Sehirde bol bol heykel ve anit var. Tuna nehri kenarindaki su ayakkabilar Tuna'ya dokulerek oldurulen Yahudiler icin.


Budapeste'de yapilmadan donulmemesi gereken en onemli sey termal banyolara gitmek. Ben Széchenyi Thermal Bath' suna gittim. Mimari yapisi oldukca guzel. Icinde en az 20 farkli havuz var. Bu havuzlardaki, sularin sicakliklari ve madensel icerikleri farkli. Bir havuzdan digerine girip cikmak cok rahatlatici. Ilginc bir dongusel havuz vardi burada. Siz yuzmeseniz de sizi dongu icinde yuzduruyor. Cok eglenceli. Bu termal havuzlar binanin icinde. Binanin bahcesinde ise cok buyuk bir acik havuz var. Burada da dongusel bolumler var. Havuzun icindeki heykellerden su fiskiriyor. Bu termal banyo olayini Budapeste yolculugunun son gununde yapmak ve yolculuk boyunca ayaklariniza cektirdiginiz onca aciyi dindirmenizi siddetle tavsiye ederim.

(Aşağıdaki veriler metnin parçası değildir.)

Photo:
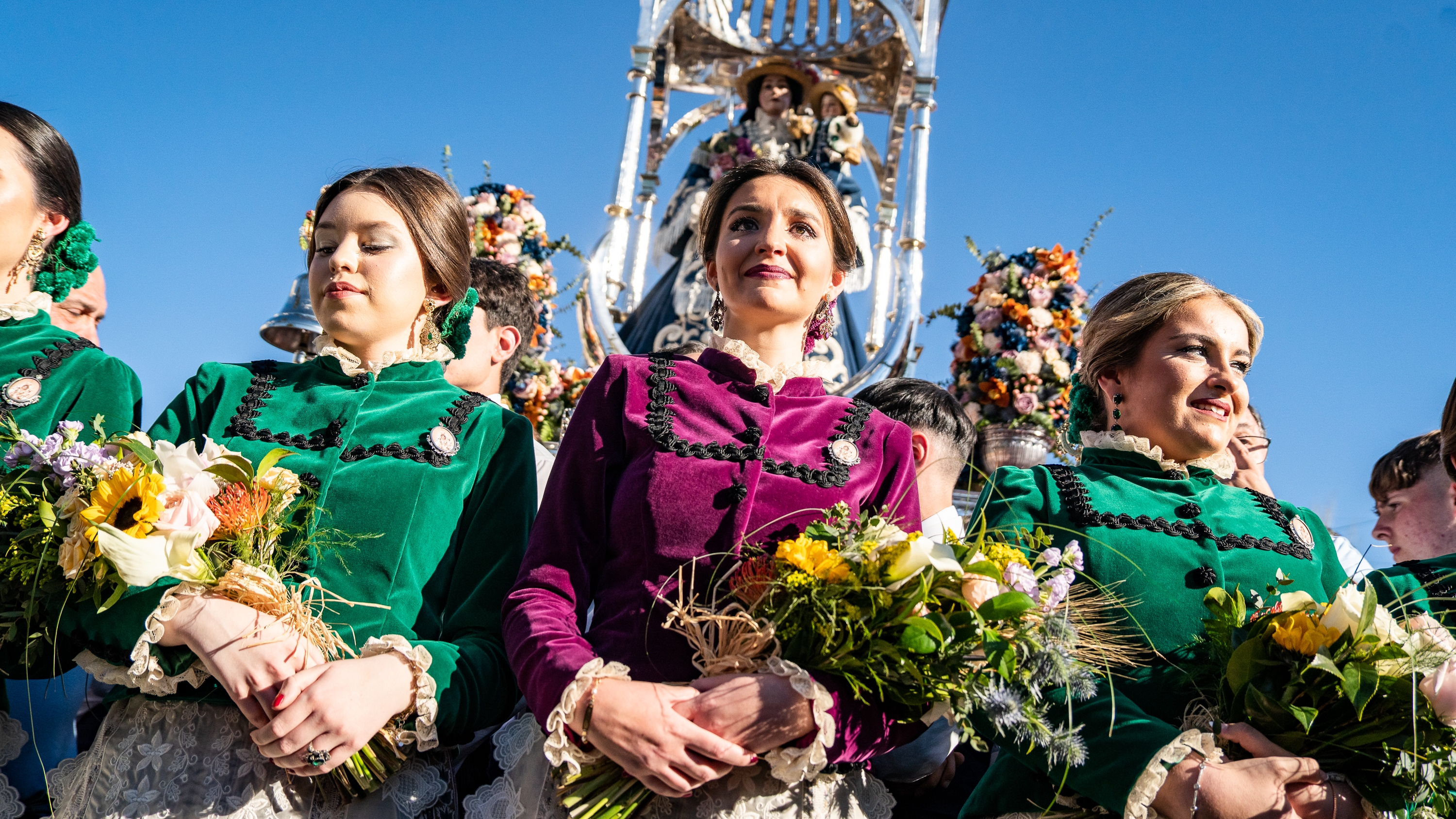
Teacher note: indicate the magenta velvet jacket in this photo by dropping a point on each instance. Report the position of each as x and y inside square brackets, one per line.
[669, 460]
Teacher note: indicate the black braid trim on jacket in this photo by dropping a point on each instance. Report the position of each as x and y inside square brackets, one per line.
[1079, 505]
[660, 425]
[1435, 584]
[453, 421]
[260, 391]
[53, 359]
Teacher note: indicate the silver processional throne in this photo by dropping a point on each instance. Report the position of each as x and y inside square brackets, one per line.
[884, 50]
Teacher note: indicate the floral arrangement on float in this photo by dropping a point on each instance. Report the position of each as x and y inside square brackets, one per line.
[1017, 348]
[985, 626]
[89, 520]
[1340, 683]
[507, 226]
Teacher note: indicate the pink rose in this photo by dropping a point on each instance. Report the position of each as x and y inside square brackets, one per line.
[988, 319]
[184, 509]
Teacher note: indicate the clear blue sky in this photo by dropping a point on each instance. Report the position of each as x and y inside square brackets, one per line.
[1296, 153]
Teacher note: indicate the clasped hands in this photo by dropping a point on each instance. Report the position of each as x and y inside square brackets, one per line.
[1273, 785]
[284, 687]
[678, 738]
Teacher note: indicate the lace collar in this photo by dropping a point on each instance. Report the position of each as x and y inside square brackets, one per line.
[1221, 464]
[34, 303]
[351, 364]
[774, 376]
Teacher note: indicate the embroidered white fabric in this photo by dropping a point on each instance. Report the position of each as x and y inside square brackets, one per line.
[775, 375]
[427, 707]
[560, 748]
[351, 364]
[1145, 790]
[528, 790]
[803, 764]
[162, 760]
[145, 671]
[30, 306]
[1221, 464]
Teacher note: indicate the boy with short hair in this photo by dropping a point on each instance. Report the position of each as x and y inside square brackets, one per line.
[1416, 499]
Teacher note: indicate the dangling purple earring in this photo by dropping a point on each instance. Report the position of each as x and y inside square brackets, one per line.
[823, 324]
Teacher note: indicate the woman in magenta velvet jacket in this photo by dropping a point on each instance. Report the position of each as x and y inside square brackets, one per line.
[683, 456]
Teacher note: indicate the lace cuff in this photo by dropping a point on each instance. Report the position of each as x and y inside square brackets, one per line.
[145, 671]
[426, 706]
[560, 748]
[1146, 787]
[803, 764]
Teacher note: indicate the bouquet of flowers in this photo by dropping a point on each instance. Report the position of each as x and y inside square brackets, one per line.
[1018, 338]
[1339, 683]
[92, 520]
[931, 629]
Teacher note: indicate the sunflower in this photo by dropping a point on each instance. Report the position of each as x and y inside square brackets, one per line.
[129, 499]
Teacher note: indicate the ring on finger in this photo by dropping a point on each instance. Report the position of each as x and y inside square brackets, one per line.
[315, 757]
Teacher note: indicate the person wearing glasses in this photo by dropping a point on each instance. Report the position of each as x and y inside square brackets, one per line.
[1251, 448]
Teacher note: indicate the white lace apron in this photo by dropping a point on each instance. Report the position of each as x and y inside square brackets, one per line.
[156, 760]
[528, 792]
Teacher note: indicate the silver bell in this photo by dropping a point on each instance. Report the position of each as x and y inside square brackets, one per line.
[295, 328]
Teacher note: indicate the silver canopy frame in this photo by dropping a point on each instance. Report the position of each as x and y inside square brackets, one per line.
[884, 50]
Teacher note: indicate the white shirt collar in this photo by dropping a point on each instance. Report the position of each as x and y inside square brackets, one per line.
[944, 521]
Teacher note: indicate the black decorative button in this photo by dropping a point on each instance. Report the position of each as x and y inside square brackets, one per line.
[739, 491]
[1200, 578]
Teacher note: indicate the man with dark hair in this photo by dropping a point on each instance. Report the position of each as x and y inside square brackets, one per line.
[501, 327]
[943, 437]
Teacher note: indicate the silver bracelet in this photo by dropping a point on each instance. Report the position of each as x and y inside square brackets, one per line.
[1197, 783]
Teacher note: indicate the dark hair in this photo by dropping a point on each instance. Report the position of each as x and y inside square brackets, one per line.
[710, 220]
[433, 213]
[50, 161]
[925, 408]
[756, 86]
[1404, 466]
[506, 296]
[1449, 434]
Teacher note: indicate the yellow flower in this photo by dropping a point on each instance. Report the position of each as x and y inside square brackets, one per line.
[814, 557]
[1302, 633]
[129, 499]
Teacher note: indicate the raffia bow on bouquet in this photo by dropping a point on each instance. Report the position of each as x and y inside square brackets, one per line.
[929, 629]
[1341, 683]
[91, 520]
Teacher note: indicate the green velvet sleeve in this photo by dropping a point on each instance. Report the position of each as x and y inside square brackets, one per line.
[114, 633]
[1120, 737]
[461, 619]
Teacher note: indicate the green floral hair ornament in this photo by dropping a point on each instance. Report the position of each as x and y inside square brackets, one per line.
[1082, 413]
[456, 329]
[69, 264]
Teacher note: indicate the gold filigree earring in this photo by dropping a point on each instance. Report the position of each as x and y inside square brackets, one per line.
[429, 332]
[31, 262]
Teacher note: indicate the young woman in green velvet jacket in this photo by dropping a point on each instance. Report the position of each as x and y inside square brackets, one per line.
[241, 726]
[1162, 380]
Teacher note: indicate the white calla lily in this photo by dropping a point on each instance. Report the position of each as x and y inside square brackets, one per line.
[145, 560]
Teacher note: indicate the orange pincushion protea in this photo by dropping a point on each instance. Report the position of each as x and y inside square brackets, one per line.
[241, 509]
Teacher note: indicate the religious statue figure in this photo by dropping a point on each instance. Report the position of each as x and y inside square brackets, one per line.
[777, 123]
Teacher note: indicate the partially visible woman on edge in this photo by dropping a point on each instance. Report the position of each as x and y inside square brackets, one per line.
[679, 457]
[216, 725]
[47, 375]
[1161, 386]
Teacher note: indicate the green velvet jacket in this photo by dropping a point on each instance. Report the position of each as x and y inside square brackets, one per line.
[453, 525]
[1414, 587]
[1162, 539]
[78, 383]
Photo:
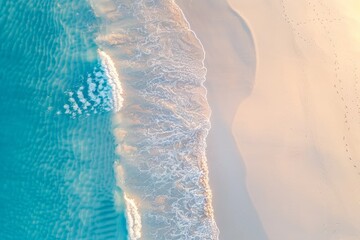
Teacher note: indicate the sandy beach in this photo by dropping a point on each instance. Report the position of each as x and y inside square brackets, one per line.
[283, 86]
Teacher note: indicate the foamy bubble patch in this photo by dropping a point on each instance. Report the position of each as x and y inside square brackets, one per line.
[133, 218]
[113, 79]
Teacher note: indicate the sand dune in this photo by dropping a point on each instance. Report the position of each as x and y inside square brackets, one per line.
[297, 120]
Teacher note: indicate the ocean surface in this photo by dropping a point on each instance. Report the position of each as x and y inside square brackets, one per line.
[103, 122]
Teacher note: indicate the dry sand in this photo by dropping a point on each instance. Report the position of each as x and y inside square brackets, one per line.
[283, 85]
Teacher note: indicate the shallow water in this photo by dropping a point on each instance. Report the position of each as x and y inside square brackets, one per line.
[57, 178]
[103, 122]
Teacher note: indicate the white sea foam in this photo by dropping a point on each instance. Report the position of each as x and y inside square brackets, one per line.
[133, 218]
[113, 79]
[163, 151]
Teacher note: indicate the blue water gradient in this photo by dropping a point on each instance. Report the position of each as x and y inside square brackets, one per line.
[56, 175]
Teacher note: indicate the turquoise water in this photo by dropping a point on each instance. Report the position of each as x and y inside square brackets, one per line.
[56, 177]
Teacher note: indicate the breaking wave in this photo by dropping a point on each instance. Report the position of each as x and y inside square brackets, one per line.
[162, 123]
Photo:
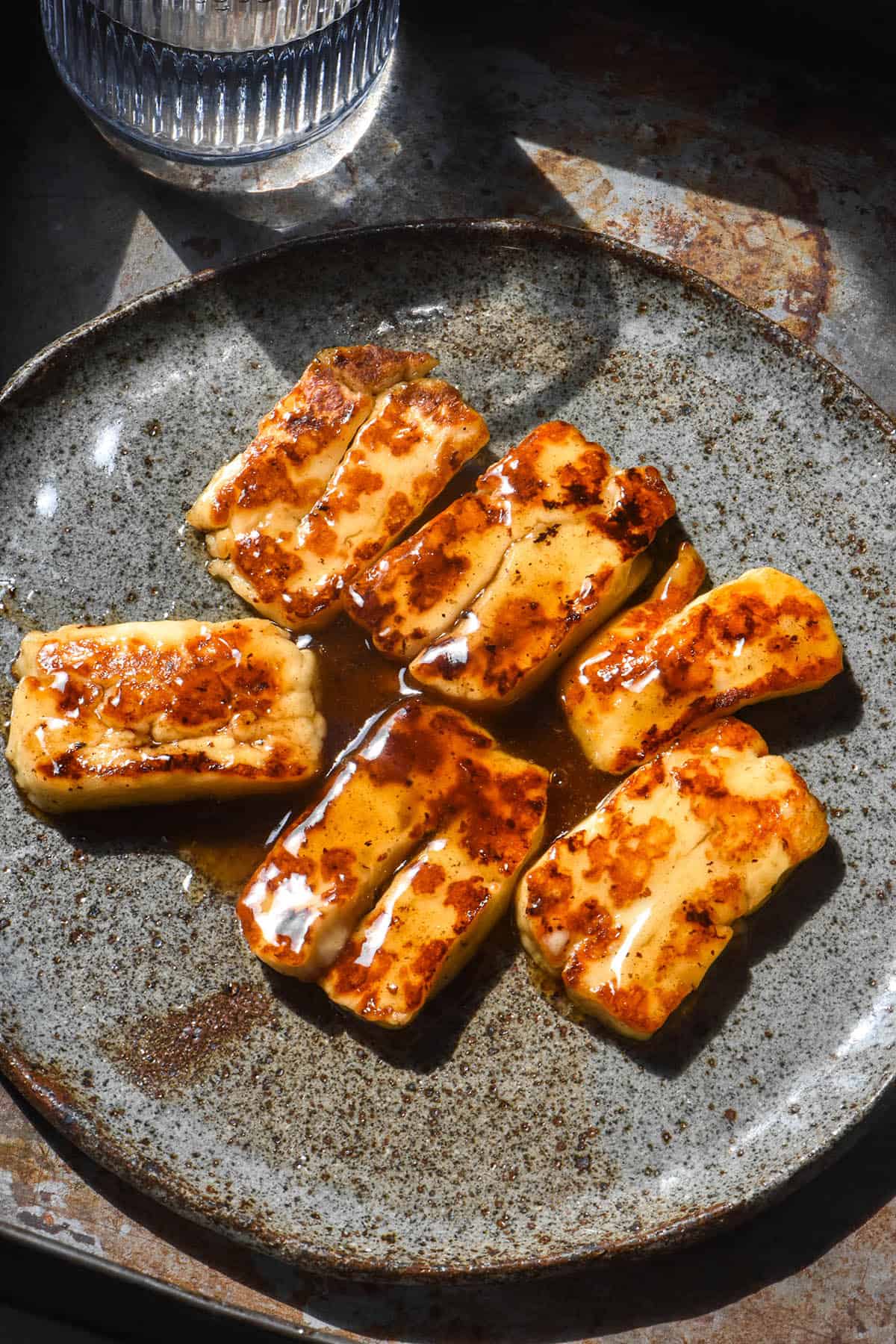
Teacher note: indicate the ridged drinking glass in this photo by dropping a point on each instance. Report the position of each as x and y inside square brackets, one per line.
[220, 81]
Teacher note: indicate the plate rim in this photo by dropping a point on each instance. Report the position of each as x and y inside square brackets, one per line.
[49, 1098]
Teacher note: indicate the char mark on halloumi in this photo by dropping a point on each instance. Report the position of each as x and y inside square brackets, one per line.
[492, 594]
[159, 712]
[430, 813]
[337, 470]
[673, 663]
[633, 906]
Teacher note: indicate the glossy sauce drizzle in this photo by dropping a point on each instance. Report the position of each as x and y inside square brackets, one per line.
[226, 843]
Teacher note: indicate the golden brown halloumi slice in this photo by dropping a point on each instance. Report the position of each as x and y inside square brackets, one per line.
[421, 588]
[253, 504]
[158, 712]
[665, 665]
[508, 579]
[635, 905]
[417, 438]
[426, 776]
[441, 906]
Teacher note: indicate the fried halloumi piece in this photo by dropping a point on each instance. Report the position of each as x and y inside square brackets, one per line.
[665, 665]
[635, 905]
[253, 505]
[158, 712]
[508, 579]
[428, 777]
[417, 438]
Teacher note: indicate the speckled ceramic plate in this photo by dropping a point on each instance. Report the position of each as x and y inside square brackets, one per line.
[500, 1135]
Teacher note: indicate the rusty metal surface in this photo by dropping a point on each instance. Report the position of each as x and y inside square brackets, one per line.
[773, 183]
[817, 1268]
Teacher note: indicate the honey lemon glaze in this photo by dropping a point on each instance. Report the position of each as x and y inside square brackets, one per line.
[672, 663]
[633, 905]
[163, 712]
[337, 470]
[428, 785]
[492, 594]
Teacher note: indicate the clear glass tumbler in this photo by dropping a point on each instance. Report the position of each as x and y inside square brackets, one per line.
[195, 89]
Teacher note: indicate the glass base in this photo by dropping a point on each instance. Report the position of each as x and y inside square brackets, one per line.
[277, 171]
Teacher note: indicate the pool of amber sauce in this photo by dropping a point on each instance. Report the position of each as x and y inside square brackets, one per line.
[225, 844]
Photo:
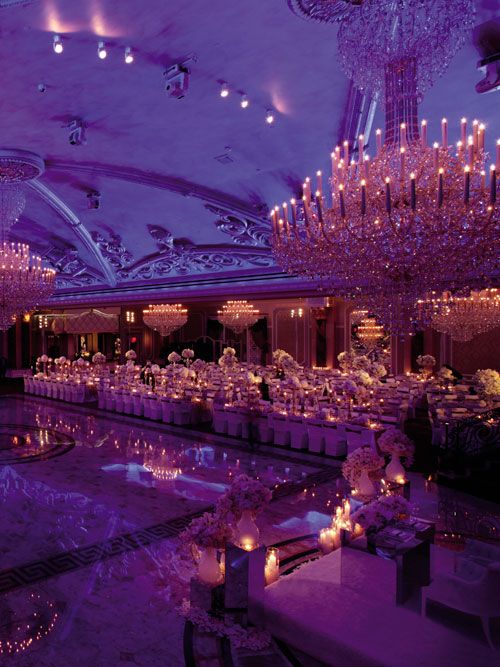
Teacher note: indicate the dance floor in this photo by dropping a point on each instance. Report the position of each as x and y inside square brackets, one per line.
[92, 506]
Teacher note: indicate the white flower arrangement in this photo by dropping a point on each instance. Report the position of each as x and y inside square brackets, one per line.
[362, 458]
[378, 513]
[228, 358]
[426, 360]
[363, 378]
[445, 374]
[208, 531]
[487, 382]
[394, 441]
[245, 493]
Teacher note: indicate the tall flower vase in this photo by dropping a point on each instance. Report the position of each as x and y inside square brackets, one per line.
[364, 485]
[247, 531]
[208, 567]
[394, 470]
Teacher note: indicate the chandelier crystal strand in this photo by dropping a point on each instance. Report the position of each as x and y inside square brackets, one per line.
[165, 318]
[238, 315]
[425, 32]
[413, 219]
[462, 317]
[24, 282]
[369, 332]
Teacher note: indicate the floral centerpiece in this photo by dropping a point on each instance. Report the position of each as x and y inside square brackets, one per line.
[488, 383]
[245, 498]
[399, 446]
[187, 354]
[174, 358]
[357, 468]
[445, 375]
[228, 359]
[208, 532]
[426, 363]
[376, 514]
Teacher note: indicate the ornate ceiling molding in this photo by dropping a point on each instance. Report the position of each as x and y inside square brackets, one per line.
[256, 212]
[75, 223]
[178, 256]
[244, 231]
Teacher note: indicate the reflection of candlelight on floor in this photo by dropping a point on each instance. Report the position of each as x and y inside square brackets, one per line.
[272, 571]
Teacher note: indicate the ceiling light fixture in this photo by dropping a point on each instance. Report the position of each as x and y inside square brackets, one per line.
[101, 50]
[129, 56]
[58, 45]
[269, 117]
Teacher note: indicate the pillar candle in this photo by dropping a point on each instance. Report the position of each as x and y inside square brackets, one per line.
[423, 128]
[440, 186]
[363, 197]
[320, 183]
[444, 133]
[463, 131]
[346, 152]
[413, 191]
[388, 194]
[467, 184]
[436, 154]
[341, 200]
[402, 134]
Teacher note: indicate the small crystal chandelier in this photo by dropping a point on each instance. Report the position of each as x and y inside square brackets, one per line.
[165, 318]
[238, 315]
[24, 282]
[462, 317]
[369, 332]
[384, 230]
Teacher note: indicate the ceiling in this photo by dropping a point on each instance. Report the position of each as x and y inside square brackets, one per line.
[173, 217]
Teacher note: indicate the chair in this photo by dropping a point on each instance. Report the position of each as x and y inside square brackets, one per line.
[474, 591]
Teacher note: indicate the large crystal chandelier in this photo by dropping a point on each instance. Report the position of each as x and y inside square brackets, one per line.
[165, 318]
[416, 217]
[24, 282]
[462, 317]
[369, 332]
[238, 315]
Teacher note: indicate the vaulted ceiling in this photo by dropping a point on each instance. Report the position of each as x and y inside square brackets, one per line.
[184, 184]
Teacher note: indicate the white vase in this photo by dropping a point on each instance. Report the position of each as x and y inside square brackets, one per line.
[247, 531]
[365, 486]
[208, 567]
[394, 470]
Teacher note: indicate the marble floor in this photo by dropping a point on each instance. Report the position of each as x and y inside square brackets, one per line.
[91, 507]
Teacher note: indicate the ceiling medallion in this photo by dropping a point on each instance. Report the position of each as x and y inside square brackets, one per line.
[327, 11]
[17, 166]
[413, 219]
[165, 318]
[238, 315]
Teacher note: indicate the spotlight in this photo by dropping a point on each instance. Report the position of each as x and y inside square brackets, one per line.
[101, 50]
[129, 56]
[269, 117]
[58, 45]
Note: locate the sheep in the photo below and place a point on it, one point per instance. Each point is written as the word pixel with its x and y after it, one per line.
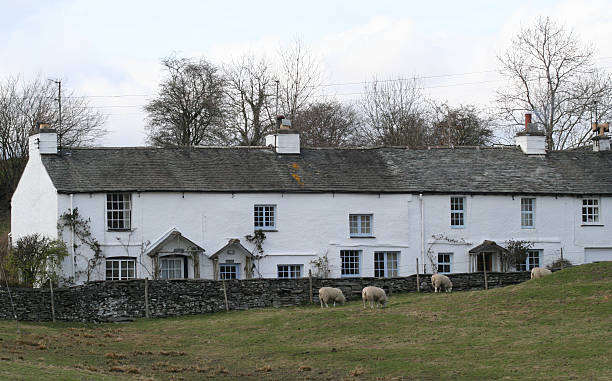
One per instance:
pixel 539 272
pixel 438 281
pixel 374 295
pixel 329 294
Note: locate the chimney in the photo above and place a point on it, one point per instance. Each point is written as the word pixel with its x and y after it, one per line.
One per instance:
pixel 601 141
pixel 285 140
pixel 42 140
pixel 531 140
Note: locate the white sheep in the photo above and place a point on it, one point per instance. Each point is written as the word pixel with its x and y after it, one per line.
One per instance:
pixel 330 294
pixel 374 295
pixel 439 281
pixel 539 272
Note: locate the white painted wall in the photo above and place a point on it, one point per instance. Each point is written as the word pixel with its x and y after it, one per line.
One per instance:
pixel 34 203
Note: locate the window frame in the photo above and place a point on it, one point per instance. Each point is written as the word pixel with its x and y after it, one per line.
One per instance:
pixel 265 227
pixel 448 263
pixel 528 214
pixel 236 266
pixel 127 222
pixel 529 263
pixel 360 224
pixel 121 261
pixel 351 273
pixel 387 258
pixel 460 213
pixel 595 213
pixel 173 258
pixel 291 267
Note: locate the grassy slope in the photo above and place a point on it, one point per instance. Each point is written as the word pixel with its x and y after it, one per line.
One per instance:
pixel 558 327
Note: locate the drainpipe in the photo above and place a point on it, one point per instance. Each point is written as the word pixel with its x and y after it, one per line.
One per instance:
pixel 422 232
pixel 72 240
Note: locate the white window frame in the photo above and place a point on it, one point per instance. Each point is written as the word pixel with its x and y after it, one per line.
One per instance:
pixel 456 214
pixel 123 211
pixel 165 272
pixel 448 263
pixel 122 270
pixel 289 271
pixel 528 212
pixel 590 213
pixel 533 259
pixel 386 264
pixel 222 273
pixel 264 217
pixel 352 266
pixel 363 224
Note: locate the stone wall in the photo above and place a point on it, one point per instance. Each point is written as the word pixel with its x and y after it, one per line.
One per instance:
pixel 123 300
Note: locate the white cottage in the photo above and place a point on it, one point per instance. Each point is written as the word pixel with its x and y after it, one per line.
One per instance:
pixel 186 212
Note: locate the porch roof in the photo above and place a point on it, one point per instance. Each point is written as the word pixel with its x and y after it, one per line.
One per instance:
pixel 173 233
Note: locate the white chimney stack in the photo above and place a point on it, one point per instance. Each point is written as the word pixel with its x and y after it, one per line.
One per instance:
pixel 285 140
pixel 531 140
pixel 42 140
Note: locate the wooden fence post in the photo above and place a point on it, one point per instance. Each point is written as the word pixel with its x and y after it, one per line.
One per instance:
pixel 310 283
pixel 225 296
pixel 147 315
pixel 484 269
pixel 52 301
pixel 418 282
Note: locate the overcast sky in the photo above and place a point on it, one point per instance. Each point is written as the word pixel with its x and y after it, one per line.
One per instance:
pixel 106 49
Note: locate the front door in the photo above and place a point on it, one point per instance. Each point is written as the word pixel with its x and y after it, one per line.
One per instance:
pixel 487 264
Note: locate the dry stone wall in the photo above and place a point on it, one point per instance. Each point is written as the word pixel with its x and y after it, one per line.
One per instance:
pixel 108 301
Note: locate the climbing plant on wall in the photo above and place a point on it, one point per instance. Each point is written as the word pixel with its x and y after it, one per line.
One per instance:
pixel 81 230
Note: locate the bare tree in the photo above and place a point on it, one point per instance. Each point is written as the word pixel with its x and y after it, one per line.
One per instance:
pixel 394 113
pixel 552 74
pixel 299 78
pixel 251 92
pixel 459 126
pixel 328 124
pixel 23 104
pixel 188 109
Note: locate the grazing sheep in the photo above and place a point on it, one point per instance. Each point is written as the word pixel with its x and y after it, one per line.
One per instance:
pixel 539 272
pixel 330 294
pixel 439 281
pixel 374 295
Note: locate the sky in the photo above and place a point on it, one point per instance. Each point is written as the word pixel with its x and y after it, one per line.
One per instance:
pixel 110 51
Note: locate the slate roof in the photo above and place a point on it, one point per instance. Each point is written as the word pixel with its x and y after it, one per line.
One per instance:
pixel 374 170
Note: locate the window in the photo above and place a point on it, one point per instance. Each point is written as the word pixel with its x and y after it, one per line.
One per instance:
pixel 265 217
pixel 120 269
pixel 386 264
pixel 289 271
pixel 527 213
pixel 590 210
pixel 229 271
pixel 350 262
pixel 532 260
pixel 457 212
pixel 444 262
pixel 172 267
pixel 118 211
pixel 360 225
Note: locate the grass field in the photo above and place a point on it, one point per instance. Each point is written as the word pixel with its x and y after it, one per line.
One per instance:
pixel 557 328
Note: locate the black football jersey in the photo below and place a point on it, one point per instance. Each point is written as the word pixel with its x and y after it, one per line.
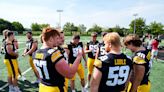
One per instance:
pixel 44 61
pixel 29 45
pixel 7 55
pixel 115 70
pixel 102 51
pixel 92 46
pixel 143 58
pixel 64 53
pixel 74 51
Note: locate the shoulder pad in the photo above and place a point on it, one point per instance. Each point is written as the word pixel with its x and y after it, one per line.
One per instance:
pixel 103 58
pixel 140 54
pixel 50 51
pixel 138 60
pixel 35 40
pixel 98 63
pixel 56 55
pixel 128 57
pixel 65 46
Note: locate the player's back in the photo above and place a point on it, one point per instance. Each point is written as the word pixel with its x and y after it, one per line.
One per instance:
pixel 115 70
pixel 102 51
pixel 44 61
pixel 143 58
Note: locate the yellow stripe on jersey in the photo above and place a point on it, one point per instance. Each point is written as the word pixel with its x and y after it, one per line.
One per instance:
pixel 148 55
pixel 65 46
pixel 55 56
pixel 39 55
pixel 138 60
pixel 120 61
pixel 98 63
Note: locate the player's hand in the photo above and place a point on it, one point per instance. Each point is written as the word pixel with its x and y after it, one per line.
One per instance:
pixel 85 64
pixel 80 53
pixel 24 55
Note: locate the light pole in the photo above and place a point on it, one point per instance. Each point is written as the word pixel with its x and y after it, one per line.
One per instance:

Budapeste genel anlamda cok ucuz bir sehir. Turist oldugumuzu gorup bizi masamizda keman calinan bir restorana yonlendirdiler. Belki de Budapeste'nin en pahali restorani. Ama toplamda 15 dolar civari bir hesap geldi. Bu odedigim en pahali hesapti. Genelde 10 dolar altina en ozgun yemekler yenilebiliyor. Gulas, Macarlara ozgu etli ve sebzeli bir corba. O kadar ayricalikli degil. Sehirde bolca Turk(Torok) restorani var. Pogacalari, borekleri pek bir leziz. Ozellikle ABD'den sonra, pastaneler gozumu gonlumu acti.


Budapeeste'de ki ekmekler Trabzon ekmegini animsatiyor. Dis kabugu biraz sertce, kuslar bile yiyemiyor.

Budapeste'nin marketleri Turk marketleri gibi kokuyor. ABD marketleri baska bir kokuyor. Budapeste sutleri ve yogurtlari da Turkiye'deki gibi lezzetli. ABD'deki sut ve yogurtlardan sonra pek lezzetli geldi. Sehrin tarihi carsisinnda gezinip birseyler atistirmak veya hediyelik bir iki sey almak da zevkli.




Budapeste'de muzeler biraz Turkiye muzelerini animsatiyor. Kimsecikler yok. Bir kez fi tarihinde dizayn edilmis, sonra da bir daha el degmemis gibi ve yeni sergiler yok. Sanat muzesi, tarih muzesi cok da gorulesi degil. Ama uygulamali sanat muzesi (applied art) ilginc. Soykirim muzesi de biraz depresif. Bir de Budapeste Roma kiralliginin onemli sehirlerden biri. Aquincum muzesinde Roma doneminde kalan kalintilar gorulebilir.



Sonsoz: Budapeste ummadiginizdan fazlasini veren bir sehir. Her saptiginiz caddede gormeyi ummadiginiz surprizlerle karsilasiyorsunuz. Kaybolmaktan zevk alacaganiz bir sehir. Caddeleri ciceklerle, sokak muzisyenleri ile capcanli. Turkiye'den sadece 2 saatlik ucak mesafesinde. Ucak, otel, yemek, muze masraflar, tum alisverisler benim icin 500 dolar civari tuttu. Bir ogrencinin bile kolayca karsilayabilecegi masraf. Bence gorulmeyi fazlasiyla hak eden bir sehir.